Pagi ini seluruh keluarga Nataprawira sudah berkumpul di area ruang makan untuk melakukan ritual wajib mereka setiap pagi hari sebelum berangkat untuk melakukan kegiatan masing-masing, ya apalagi ritual tersebut kalau bukan sarapan. Terlihat Gibran sebagai sang kepala suku pun sudah duduk di kursi yang ia biasa duduki, begitu juga dengan sang istri, eyang Ratih dan anak-anaknya. Namun ternyata, masih ada satu kursi yang masih kosong tepat di samping si bungsu Rigel dan di dekat si sulung Alaska.
"Semua makanan nya sudah siap tuan," ucap sang maid pada Gibran yang baru selesai menata makanan di meja makan.
"Terimakasih," sang tuan rumah mengangguk dan tak lupa mengucapkan terimakasih pada sang maid.
Setelah itu pun para maid yang bertanggung jawab atas area dapur dan ruang makan pun berlalu ke area belakang mempersilahkan para tuan dan nyonya nya untuk makan.
"Yuk kita mulai sarapannya," ucap eyang Ratih tersenyum pada anak, menantu dan cucu-cucunya, ah kecuali pada Rigel.
"Bentar eyang, Ori– eh maksudnya kak Rion belum turun, kakak masih di kamar," sahut Rigel dengan tatapan dingin dan datarnya, sama percis seperti sang kakak sulung.
"Iya mih Rigel bener, kita tunggu Orion sebentar ya," timpal Gibran.

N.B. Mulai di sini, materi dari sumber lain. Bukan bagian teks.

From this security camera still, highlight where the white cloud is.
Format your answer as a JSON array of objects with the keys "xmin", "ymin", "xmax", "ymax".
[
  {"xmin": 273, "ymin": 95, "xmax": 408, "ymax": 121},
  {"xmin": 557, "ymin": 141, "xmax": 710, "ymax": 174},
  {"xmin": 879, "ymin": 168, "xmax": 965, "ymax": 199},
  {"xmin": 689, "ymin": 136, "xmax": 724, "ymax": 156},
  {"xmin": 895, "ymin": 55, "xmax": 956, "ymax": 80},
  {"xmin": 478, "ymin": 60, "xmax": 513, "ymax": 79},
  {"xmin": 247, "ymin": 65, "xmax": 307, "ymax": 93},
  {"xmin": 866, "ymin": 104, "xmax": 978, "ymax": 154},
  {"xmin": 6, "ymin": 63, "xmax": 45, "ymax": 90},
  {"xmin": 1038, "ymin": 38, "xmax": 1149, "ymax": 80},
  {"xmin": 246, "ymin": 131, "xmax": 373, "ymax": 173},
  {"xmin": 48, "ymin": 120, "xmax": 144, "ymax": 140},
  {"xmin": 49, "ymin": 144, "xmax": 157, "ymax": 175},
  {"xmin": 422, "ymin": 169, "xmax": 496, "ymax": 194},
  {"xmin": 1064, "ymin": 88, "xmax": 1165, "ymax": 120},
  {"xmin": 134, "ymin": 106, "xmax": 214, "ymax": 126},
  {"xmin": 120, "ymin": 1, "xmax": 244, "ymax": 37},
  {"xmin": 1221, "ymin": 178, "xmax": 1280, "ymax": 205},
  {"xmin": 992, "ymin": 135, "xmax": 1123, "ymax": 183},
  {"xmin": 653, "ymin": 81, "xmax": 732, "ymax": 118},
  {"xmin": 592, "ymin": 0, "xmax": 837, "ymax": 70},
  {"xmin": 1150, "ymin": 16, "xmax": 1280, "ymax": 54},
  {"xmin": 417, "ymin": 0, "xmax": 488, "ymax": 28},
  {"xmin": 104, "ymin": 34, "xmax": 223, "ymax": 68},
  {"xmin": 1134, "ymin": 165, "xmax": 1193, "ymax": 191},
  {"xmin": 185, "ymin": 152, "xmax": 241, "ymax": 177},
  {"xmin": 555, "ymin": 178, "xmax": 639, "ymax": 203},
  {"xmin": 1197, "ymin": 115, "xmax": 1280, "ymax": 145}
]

Eyang Ratih yang mendengar pun mendelik tak suka seraya berdecak, "ck, anak itu kebiasaan sekali suka membuat orang menunggu, ga ada sopan santunnya!" gerutu sang eyang.
"Biar Rigel susul kakak dulu, ayah, ibu, mas, mbak, abang dan kakak makan duluan aja," ucap Rigel seraya beranjak dari duduknya.
Eyang Ratih kembali berdecak saat namanya tak di sebutkan oleh Rigel tadi, "ya maklum sih, namanya juga anak kembar, kalau kakak nya ga punya sopan santun ya adiknya juga sama jadi ga ada bedanya."
Rigel mengerti bahwa ucapan sang eyang adalah sindiran untuknya langsung menyahut, "iya maksudnya eyang juga kalau mau makan ya makan duluan aja, eyang kan udah tua ga boleh telat makan nanti sakit, cepet eyang makan dulu yang banyak abisin aja gapapa udah tua emang butuh energi yang banyak."
Sontak Kavin dan Zayn yang mendengar pun tertawa pelan, bahkan senyum tipis juga terlihat di wajah Alaska.
"Adek," tegur Nadine pada si bungsu, begitu juga dengan Gibran yang menggelenglan kepalanya tanda bahwa Rigel tak boleh seperti itu pada orang tua, terlebih ini eyang Ratih, neneknya sendiri, ibu dari Gibran.
"Udah ah Rigel susul Orio– maksudnya kakak, Rigel susul kakak dulu ke kamar."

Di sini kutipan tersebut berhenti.